FIELD was a temporary co-working incubator space for local entrepreneurs located in part of the site of the Preston Barracks redevelopment in Brighton. The developers U+I Plc ran the initiative and the intention was to use it to explore what Brighton & Hove’s entrepreneurial community needed from a potential permanent facility, which is part of the proposed redevelopment of Preston Barracks.
The current plans for the redevelopment of the Preston Barracks site started in July 2014. This £150 million scheme is part of a wider regeneration project involving neighbouring University land, which aims to transform four hectares of land located to the north of Brighton along Lewis Road - a main artery running into the city centre.
In 2014 the council exchanged contracts with the University of Brighton and developers U+I PlC. The partners then developed detailed plans in a process that included a number of public consultation events. In September 2017 planning consent was granted.
"The regeneration will ultimately deliver a mixed use quarter with homes and student accommodation, university and business space, and shops and cafes, spread across some 4 hectares. But the process of regeneration and transformation began... [in 2015], with meanwhile use of Preston Barracks." (2)
As it would take several years to develop the plans and get planning permission for the final development, the developers decided it would be worth finding a way to use the derelict Barracks site in the meantime to start activating the site and exploring the possibilities for its future.
As Sarah Chitty, Development Manager at U+I explains in an interview with Placemaking Resource,
"We wanted to find a worthwhile use for the space that would generate genuine value for the local community while we secured planning permission for the final development, so we entered into a lease agreement with the council in 2015...We also wanted to do something intelligent, which would inform and add value to one of the future buildings that would make up part of the final Masterplan proposals." (2)
The derelict former rifle range building at Preston Barracks was rapidly converted into a community space called FIELD House with workshops, a cafe and a shared events space. The co-working space focused on incubating local entrepreneurs, as there were plans for a permanent 4,600 square metre accelerator/incubator space for start-ups and SMEs within the development.
According to the FIELD website (1), the project had two central aims:
To empower entrepreneurial makers, inventors, engineers and product designers with the use of a diverse work space
To unite like-minded people, organisations and businesses to create a community that thrives on the free exchange of ideas between creative innovators and inventors.

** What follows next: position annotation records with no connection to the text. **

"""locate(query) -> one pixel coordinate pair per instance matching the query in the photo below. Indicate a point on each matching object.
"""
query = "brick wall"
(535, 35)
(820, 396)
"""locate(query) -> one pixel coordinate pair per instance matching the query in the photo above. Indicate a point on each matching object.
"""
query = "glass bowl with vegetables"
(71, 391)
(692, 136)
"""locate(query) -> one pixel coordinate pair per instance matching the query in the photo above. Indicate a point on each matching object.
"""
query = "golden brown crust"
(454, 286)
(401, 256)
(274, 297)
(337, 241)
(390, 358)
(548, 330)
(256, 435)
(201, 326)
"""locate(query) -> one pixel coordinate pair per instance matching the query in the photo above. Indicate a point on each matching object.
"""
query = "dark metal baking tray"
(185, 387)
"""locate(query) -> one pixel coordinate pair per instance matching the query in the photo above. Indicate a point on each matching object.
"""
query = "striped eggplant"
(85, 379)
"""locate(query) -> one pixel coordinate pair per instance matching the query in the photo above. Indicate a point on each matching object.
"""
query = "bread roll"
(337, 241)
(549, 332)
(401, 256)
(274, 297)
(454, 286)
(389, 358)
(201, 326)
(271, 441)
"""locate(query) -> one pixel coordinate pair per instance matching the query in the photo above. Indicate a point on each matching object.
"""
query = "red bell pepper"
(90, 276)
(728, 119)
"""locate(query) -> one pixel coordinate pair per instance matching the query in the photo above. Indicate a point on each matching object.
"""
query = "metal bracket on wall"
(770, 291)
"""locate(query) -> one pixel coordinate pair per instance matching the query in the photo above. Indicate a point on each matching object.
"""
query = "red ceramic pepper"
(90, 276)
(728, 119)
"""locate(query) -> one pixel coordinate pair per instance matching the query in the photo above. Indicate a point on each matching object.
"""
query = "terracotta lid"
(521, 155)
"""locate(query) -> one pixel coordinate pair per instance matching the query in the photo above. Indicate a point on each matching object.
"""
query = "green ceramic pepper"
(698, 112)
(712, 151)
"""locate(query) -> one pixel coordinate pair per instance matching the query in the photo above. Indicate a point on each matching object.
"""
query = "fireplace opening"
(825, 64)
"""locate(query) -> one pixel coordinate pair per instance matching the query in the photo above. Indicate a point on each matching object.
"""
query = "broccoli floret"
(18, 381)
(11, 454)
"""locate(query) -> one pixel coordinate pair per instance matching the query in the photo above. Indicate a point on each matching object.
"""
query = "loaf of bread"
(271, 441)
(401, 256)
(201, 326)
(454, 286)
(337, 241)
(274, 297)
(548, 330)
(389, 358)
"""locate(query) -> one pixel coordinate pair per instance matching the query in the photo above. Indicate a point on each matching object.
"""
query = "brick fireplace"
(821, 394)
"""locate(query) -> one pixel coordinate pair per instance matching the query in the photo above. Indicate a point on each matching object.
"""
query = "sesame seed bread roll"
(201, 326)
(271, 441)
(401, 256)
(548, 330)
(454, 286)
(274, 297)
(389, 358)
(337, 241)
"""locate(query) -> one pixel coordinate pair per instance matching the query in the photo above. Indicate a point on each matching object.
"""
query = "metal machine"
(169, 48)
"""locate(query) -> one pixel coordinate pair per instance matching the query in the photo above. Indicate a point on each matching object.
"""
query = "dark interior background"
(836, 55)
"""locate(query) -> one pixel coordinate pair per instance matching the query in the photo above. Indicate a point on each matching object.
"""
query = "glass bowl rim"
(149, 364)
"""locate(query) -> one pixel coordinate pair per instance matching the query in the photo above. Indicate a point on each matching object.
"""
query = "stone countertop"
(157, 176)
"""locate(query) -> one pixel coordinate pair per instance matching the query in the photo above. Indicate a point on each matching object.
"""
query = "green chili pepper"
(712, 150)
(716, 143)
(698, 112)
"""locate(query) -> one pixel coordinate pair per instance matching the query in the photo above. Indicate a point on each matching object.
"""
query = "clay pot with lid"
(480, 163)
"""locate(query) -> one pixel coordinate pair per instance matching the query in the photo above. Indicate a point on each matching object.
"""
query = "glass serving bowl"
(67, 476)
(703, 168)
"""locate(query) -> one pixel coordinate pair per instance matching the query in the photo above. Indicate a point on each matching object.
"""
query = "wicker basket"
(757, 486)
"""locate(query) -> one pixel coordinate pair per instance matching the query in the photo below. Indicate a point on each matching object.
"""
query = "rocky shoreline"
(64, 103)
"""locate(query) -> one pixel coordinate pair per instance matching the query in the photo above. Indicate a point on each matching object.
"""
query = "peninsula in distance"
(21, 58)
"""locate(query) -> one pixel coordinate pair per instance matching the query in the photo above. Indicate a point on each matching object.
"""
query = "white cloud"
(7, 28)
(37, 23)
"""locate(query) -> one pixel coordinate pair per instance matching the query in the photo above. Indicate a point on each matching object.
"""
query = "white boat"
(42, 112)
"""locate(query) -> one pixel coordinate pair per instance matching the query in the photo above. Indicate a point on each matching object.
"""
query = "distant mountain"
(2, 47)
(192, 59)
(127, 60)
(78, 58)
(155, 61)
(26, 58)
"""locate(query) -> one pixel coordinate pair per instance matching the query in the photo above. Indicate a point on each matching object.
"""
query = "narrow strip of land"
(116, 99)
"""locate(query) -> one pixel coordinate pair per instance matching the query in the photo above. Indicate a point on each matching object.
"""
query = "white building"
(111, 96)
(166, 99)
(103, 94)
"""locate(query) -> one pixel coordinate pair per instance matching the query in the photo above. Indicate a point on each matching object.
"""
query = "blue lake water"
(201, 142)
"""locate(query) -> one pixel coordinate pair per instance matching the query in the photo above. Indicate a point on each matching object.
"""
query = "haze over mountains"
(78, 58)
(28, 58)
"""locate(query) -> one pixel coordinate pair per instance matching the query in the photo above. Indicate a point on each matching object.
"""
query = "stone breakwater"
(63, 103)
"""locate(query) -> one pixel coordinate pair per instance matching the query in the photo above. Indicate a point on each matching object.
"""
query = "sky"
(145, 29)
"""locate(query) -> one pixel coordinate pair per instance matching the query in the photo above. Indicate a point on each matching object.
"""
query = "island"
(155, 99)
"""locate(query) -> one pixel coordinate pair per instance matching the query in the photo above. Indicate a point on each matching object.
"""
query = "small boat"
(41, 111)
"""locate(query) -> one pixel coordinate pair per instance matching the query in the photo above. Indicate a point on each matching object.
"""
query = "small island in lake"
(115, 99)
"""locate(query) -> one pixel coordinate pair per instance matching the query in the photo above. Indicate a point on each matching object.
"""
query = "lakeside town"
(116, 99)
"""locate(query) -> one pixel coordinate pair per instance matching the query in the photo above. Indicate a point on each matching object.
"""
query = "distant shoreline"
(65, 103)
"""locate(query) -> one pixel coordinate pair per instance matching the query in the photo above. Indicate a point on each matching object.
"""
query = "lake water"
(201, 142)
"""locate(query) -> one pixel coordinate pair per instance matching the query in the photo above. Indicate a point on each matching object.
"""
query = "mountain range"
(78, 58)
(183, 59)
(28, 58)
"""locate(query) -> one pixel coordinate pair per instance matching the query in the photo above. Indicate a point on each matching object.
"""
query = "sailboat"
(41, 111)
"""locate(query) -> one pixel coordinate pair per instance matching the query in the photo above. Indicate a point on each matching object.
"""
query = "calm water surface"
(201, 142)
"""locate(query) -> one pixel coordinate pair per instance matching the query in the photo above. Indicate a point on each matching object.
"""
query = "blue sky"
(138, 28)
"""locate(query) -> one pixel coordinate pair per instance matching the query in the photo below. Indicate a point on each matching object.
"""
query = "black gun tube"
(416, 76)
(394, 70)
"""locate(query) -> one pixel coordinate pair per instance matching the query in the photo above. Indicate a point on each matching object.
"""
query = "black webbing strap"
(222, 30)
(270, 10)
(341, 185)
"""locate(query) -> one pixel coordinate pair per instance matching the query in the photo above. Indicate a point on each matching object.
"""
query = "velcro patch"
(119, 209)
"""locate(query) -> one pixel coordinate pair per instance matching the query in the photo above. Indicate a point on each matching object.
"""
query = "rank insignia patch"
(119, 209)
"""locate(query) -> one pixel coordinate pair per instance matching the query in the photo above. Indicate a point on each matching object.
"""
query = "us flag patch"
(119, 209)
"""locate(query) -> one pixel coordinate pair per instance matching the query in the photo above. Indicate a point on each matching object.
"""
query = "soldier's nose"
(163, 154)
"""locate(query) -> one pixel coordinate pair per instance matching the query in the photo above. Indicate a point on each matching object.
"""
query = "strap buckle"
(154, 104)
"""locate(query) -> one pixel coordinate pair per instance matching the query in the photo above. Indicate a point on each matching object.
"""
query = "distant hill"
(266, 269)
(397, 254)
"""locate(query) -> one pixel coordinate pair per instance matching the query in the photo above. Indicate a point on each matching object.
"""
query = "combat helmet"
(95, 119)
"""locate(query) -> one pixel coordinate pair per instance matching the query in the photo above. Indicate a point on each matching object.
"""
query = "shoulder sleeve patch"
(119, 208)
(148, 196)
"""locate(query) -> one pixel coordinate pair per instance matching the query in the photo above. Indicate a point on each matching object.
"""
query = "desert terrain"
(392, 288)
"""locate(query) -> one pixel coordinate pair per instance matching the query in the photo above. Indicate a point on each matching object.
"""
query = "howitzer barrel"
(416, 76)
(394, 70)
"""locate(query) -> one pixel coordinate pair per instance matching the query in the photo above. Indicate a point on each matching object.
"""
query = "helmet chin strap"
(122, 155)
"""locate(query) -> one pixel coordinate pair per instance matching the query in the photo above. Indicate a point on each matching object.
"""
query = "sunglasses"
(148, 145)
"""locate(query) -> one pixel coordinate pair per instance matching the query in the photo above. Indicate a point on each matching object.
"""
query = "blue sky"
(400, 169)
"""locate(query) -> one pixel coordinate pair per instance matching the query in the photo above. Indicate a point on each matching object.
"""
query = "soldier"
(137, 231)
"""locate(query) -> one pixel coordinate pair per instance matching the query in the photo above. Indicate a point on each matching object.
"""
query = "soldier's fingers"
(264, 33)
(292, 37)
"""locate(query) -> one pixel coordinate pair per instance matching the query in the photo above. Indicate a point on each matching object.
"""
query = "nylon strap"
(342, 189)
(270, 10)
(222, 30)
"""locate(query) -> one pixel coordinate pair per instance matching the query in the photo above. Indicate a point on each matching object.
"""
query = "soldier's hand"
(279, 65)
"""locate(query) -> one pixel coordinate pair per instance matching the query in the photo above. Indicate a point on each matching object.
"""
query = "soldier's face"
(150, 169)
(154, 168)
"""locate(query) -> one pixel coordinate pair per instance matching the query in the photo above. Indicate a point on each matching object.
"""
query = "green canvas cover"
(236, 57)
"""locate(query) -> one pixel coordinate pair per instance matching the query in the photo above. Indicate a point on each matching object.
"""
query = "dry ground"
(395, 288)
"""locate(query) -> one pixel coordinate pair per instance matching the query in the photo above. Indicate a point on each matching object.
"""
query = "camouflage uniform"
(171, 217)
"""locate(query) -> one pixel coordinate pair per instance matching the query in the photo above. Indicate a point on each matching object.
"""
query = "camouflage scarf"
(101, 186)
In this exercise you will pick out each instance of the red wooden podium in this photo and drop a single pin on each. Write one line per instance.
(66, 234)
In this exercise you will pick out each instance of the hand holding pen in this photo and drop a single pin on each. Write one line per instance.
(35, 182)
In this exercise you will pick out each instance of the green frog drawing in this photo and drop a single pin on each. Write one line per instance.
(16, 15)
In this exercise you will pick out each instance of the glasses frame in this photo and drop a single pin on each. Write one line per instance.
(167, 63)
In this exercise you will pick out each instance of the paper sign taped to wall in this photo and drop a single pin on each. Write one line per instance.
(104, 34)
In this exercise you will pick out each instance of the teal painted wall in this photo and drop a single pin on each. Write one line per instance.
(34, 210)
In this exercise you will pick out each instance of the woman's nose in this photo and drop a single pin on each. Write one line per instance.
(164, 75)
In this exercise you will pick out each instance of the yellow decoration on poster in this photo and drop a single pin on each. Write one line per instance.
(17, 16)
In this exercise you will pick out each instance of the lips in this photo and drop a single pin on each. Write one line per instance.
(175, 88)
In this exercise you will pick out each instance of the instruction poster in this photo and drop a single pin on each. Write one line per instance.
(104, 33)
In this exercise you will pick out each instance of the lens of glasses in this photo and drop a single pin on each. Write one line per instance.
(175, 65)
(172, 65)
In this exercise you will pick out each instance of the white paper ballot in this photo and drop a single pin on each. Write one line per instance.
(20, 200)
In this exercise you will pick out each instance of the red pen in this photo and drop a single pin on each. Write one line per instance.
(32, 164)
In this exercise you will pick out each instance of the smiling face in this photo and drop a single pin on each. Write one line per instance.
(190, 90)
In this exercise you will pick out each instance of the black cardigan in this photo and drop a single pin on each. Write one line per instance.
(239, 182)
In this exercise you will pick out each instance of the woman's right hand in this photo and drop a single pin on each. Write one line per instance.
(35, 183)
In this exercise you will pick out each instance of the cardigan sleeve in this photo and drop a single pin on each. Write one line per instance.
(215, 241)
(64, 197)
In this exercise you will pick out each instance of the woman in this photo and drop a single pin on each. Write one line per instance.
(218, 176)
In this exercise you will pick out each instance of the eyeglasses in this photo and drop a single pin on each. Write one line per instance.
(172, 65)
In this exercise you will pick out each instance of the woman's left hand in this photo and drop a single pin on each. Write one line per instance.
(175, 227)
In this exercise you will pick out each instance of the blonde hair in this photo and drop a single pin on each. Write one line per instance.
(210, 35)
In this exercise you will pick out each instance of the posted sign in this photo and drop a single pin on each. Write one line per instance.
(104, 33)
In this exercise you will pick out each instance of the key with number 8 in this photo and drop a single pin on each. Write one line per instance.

Chitty describes the project as a, "workplace experiment, setting out to answer the question of what a future employment space looks like in Brighton, and how we could design a building at Preston Barracks that would be successful in the future". (2)
Eight Brighton start-ups and four local initiatives were hosted in the workshop space rent-free. Applicants were selected based on their use of innovation in design. Each entrepreneur was given a small amount of seed funding to kick-start their business and was supported with development advice. FIELD also provided a home for established local initiatives such the Old Tree botanical brewery. The common area also became a venue for locally led events such as up cycling workshops, community action team meetings and social events.
One of the groups hosted in the space was Community 21 - a collaborative practice initiated by the University of Brighton to get people engaged in community and neighbourhood planning, using fun and accessible tools and technology. They created the Placemaker Space at FIELD where they held workshops to bring planning toolkits to the community.
FIELD is funded by Coast to Capital Local Enterprise Partnership.
The permanent incubator space in the development is being delivered by U+I with £7.7 million backing, also from the Coast to Capital LEP.
Start-up and local initiatives using the space for their work and for events helped build an understanding of how the site could be used in the future. The space helped to inform developments on the site and was used by a diverse range of people from different parts of the city, civic and local authority and governmental groups with interest in sustainable development and public participation.
FIELD House was always intended to be a temporary space and closed prior to construction beginning. The initiative is estimated to have had the following local impacts:
2,500-plus people attended at events and activities organised at FIELD
An earnings increase for local businesses, ranging from 10-500 per cent
500 tonnes of wood diverted from the local waste stream
50-plus volunteering and work experience opportunities provided
300 unwanted bikes received from the local community for recycling
The entrepreneurs formed such a strong community that they have moved to new premises together, forming their own limited company, Leftfield, to spread the approach to others. Their new warehouse premises allows them to double their own workspace and, via Leftfield, sub-let space to more budding entrepreneurs.
What are the risks and challenges for initiating and also maintaining this initiative?
The challenge of this sort of space can be finding the right people to occupy the space and balancing the need for flexibility with business and safety imperative.
There is also a reputational risk when a meanwhile space inevitably closes when development starts.
This example shows the potential of meanwhile spaces to activate a space and bring new uses on site before development begins. It demonstrates how meanwhile use can generate specific lessons for development when the meanwhile use aligns with the future permanent use - in this case incubator space.